Now, can we activate online fsck? Yes!
$ sudo xfs_scrub -d -v -n /mnt
EXPERIMENTAL xfs_scrub program in use! Use at your own risk!
Phase 1: Find filesystem geometry.
/mnt: using 4 threads to scrub.
Phase 2: Check internal metadata.
Info: AG 2 superblock: Optimization is possible. (scrub.c line 241)
Phase 3: Scan all inodes.
Phase 5: Check directory tree.
Phase 7: Check summary counters.
83.5GiB data used; 4.0KiB realtime data used; 2.4K inodes used.
381.5MiB data found; 5.1MiB realtime data found; 2.5K inodes found.
2.5K inodes counted; 2.5K inodes checked.
Phase 8: Trim filesystem storage.
Let’s look at the rtgroup metadata. Unmount and run the debugger to confirm that we got the features we asked for
$ sudo umount /mnt
$ sudo xfs_db /dev/mapper/nvme0n1 -c 'ls -m /rtgroups' -c 'ls -m /quota'
/rtgroups:
8 537383040 directory 0x0000002e 1 . (good)

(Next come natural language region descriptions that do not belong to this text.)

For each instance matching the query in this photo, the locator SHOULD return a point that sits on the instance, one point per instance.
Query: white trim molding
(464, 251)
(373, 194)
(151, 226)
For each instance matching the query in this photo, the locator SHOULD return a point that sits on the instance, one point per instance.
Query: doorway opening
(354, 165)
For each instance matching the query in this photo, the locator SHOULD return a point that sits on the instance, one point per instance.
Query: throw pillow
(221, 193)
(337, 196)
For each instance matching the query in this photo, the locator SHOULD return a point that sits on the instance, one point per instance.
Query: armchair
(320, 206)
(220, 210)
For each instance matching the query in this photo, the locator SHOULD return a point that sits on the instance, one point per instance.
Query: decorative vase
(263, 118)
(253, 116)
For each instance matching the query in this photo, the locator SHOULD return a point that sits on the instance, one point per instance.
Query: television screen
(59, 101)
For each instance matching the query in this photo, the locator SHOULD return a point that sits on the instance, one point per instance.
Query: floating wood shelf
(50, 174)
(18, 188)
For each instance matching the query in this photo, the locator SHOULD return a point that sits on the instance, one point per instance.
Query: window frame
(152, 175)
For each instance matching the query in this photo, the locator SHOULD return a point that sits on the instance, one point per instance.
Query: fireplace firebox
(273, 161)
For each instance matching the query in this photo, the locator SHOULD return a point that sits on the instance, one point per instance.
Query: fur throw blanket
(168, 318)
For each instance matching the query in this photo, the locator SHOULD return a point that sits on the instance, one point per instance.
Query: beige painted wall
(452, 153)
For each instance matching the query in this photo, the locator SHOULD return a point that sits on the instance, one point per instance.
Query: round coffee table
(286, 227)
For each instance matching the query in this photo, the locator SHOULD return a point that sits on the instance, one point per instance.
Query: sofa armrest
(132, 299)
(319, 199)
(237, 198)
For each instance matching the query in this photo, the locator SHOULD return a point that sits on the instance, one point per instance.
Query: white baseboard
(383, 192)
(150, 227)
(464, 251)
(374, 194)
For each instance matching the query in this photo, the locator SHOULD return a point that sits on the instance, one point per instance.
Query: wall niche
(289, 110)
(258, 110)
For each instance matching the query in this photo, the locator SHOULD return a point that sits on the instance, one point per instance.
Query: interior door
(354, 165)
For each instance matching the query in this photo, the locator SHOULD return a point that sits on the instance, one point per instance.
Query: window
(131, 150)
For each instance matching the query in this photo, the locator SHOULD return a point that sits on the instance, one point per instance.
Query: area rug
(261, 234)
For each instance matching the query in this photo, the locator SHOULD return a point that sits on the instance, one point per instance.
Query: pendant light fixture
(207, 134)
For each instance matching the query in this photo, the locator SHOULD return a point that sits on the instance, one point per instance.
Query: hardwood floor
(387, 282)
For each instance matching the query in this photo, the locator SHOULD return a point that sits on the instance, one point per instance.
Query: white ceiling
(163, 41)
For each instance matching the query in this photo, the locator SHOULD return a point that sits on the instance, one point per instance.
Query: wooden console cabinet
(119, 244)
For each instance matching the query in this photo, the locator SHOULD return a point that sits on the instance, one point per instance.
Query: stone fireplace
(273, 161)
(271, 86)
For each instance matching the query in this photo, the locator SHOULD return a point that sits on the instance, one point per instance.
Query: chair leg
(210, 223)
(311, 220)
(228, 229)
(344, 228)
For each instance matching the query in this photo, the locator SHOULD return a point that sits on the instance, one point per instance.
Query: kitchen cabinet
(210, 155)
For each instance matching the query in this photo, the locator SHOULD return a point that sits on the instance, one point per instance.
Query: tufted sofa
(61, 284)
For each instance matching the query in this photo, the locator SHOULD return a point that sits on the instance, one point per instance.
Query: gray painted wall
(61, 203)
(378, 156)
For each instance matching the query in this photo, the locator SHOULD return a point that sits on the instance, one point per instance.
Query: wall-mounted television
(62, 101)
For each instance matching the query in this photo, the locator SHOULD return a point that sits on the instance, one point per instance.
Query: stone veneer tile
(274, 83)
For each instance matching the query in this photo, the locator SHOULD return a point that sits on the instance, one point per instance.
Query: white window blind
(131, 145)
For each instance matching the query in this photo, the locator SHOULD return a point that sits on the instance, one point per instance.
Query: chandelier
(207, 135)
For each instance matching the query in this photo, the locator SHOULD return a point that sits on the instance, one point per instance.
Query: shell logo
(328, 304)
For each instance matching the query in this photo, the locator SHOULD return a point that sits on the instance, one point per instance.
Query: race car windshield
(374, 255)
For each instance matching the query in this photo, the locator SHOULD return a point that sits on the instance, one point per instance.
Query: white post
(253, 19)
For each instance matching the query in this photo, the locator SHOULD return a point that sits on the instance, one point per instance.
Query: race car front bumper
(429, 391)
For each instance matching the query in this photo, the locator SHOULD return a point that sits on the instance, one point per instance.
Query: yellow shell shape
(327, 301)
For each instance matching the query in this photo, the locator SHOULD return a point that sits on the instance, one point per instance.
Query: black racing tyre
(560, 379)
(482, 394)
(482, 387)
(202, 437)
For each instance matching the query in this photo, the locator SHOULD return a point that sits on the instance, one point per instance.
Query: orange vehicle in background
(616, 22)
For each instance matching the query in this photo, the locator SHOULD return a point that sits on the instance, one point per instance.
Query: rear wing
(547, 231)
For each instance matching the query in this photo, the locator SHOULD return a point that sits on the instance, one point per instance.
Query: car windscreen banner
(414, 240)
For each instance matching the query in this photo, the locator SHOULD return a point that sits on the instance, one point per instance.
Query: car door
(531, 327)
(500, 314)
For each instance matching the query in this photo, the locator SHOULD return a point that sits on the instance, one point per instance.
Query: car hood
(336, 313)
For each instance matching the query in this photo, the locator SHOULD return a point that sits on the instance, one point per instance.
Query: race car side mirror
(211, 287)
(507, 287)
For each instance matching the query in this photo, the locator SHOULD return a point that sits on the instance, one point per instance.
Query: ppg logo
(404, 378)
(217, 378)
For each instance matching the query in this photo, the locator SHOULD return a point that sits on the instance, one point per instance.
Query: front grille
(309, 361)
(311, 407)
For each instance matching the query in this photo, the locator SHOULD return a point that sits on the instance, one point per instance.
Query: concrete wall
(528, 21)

10 129 directory 0x0000172e 2 .. (good)
12 537383041 regular 0x9efbcbe6 8 0.bitmap (good)
15 537383042 regular 0xede5b6d7 9 0.summary (good)
18 537383043 regular 0xee5b7172 6 0.rmap (good)
21 537383044 regular 0x1318e05a 10 0.refcount (good)
24 537383045 regular 0x9ef9cbe6 8 1.bitmap (good)
27 537383046 regular 0xece5b6d7 9 1.summary (good)
30 537383047 regular 0xee5b717a 6 1.rmap (good)
33 537383048 regular 0x9318e05a 10 1.refcount (good)
36 537383049 regular 0x9effcbe6 8 2.bitmap (good)
39 537383050 regular 0xefe5b6d7 9 2.summary (good)
42 537383051 regular 0xee5b7162 6 2.rmap (good)
45 537383052 regular 0x1318e05b 10 2.refcount (good)
48 537383053 regular 0x9efdcbe6 8 3.bitmap (good)
51 537383054 regular 0xeee5b6d7 9 3.summary (good)
54 537383055 regular 0xee5b716a 6 3.rmap (good)
57 537383056 regular 0x9318e05b 10 3.refcount (good)
60 537383057 regular 0x9ef3cbe6 8 4.bitmap (good)
63 537383058 regular 0xe9e5b6d7 9 4.summary (good)
66 537383059 regular 0xee5b7152 6 4.rmap (good)
69 537383060 regular 0x1318e058 10 4.refcount (good)
72 537383061 regular 0x9ef1cbe6 8 5.bitmap (good)
75 537383062 regular 0xe8e5b6d7 9 5.summary (good)
78 537383063 regular 0xee5b715a 6 5.rmap (good)
81 537383064 regular 0x9318e058 10 5.refcount (good)
84 537383065 regular 0x9ef7cbe6 8 6.bitmap (good)
87 537383066 regular 0xebe5b6d7 9 6.summary (good)
90 537383067 regular 0xee5b7142 6 6.rmap (good)
93 537383068 regular 0x1318e059 10 6.refcount (good)
96 537383069 regular 0x9ef5cbe6 8 7.bitmap (good)
99 537383070 regular 0xeae5b6d7 9 7.summary (good)
102 537383071 regular 0xee5b714a 6 7.rmap (good)
105 537383072 regular 0x9318e059 10 7.refcount (good)
/quota:
8 537383073 directory 0x0000002e 1 . (good)
10 129 directory 0x0000172e 2 .. (good)
12 537383074 regular 0x0ebcf2f2 4 user (good)
As compared to a filesystem with only metadir, this filesystem has twice as many btrees per realtime allocation group.
Conclusion
We’re very excited about realtime rmap and reflink landing in the upstream Linux 6.14 codebase! This completes three major XFS projects started by Oracle in the 2010s — reverse mapping to support shrink and free space defragmentation; reflink to support cloning; and online fsck to avoid downtime due to fsck.